The High Court of the United Kingdom will decide on Monday whether Julian Assange, the founder of Wikileaks, may take his struggle against extradition to the United Kingdom. The Supreme Court of the United States.
The move is the latest in Assange’s protracted fight to prevent extradition to the United States on espionage accusations stemming from WikiLeaks’ publishing of sensitive information more than a decade ago.
A district court judge in London rejected a US extradition request little over a year ago, claiming that Assange would kill himself if kept in harsh US prison circumstances.

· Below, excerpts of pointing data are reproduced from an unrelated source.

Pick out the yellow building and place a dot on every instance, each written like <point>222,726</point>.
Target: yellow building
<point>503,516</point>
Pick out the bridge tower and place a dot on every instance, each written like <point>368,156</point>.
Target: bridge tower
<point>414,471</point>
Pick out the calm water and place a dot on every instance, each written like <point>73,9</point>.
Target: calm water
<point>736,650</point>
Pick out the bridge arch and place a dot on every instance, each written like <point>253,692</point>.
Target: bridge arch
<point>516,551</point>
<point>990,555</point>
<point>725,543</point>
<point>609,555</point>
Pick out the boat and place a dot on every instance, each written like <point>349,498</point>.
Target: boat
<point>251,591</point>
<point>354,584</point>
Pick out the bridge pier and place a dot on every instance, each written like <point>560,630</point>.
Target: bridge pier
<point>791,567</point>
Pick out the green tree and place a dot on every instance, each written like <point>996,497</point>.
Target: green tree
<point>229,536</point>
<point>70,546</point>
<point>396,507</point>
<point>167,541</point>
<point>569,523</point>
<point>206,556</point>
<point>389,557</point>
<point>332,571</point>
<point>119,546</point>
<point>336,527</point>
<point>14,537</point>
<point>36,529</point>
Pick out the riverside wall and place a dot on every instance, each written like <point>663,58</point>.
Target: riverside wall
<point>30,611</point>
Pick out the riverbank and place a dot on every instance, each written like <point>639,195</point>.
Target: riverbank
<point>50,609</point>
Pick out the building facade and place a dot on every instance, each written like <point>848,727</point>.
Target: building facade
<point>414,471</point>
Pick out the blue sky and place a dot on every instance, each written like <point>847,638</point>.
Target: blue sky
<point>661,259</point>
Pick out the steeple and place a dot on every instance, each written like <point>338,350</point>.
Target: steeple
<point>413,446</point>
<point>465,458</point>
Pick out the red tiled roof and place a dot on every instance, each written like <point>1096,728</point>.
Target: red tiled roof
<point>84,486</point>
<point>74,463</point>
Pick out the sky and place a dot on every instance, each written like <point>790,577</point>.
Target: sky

Later, US officials assured the WikiLeaks founder that he would not be subjected to the stringent conditions that his attorneys claimed would jeopardize his physical and mental health.
The verdict of the lower court was reversed by the High Court last month. Justices Ian Burnett and Timothy Holroyd of the High Court ruled the American pledges were sufficient to ensure Assange would be handled humanely.
They described the US assurances as “solemn undertakings, provided by one government to another, that will bind all authorities and prosecutors dealing with the relevant parts of Mr. Assange’s case now and in the future.”
Assange’s attorneys claim that those guarantees are untrustworthy, and they have asked for permission to appeal to the UK’s highest court. They say that the US government’s assurance that Assange will not be exposed to harsh circumstances is hollow since it is conditional and open to alter at the whim of American authorities.
The appeal is unlikely to be granted, according to Nick Vamos, a partner at Peters & Peters lawyers in London and a former head of extradition at the UK’s Crown Prosecution Service. Only if the High Court determines that there are grounds of “general public concern” to examine may Assange take the case to the Supreme Court.
Even if the judges of the High Court reject that claim, the long-running legal process is unlikely to finish very soon. Other avenues of appeal against the extradition ruling remain open to Assange.
Since 2019, when he was detained for jumping bail during a separate court struggle, Assange, 50, has been incarcerated at the high-security Belmarsh Prison in London. He had been shut up within Ecuador’s embassy in London for seven years before that. At 2012, Assange took refuge in the embassy to avoid extradition to Sweden, where he was accused of rape and sexual assault.
Because so much time has passed, Sweden decided to end its sex crimes inquiry in November 2019.
According to American authorities, Assange illegally assisted Chelsea Manning, a U.S. Army intelligence analyst, in stealing sensitive diplomatic cables and military data, which WikiLeaks eventually released, endangering lives.
Assange’s lawyers say that their client should not have been prosecuted because he was functioning as a journalist, which is protected by the First Amendment of the United States Constitution, which protects press freedom. They claim the materials he released uncovered misbehavior by the US military in Iraq and Afghanistan.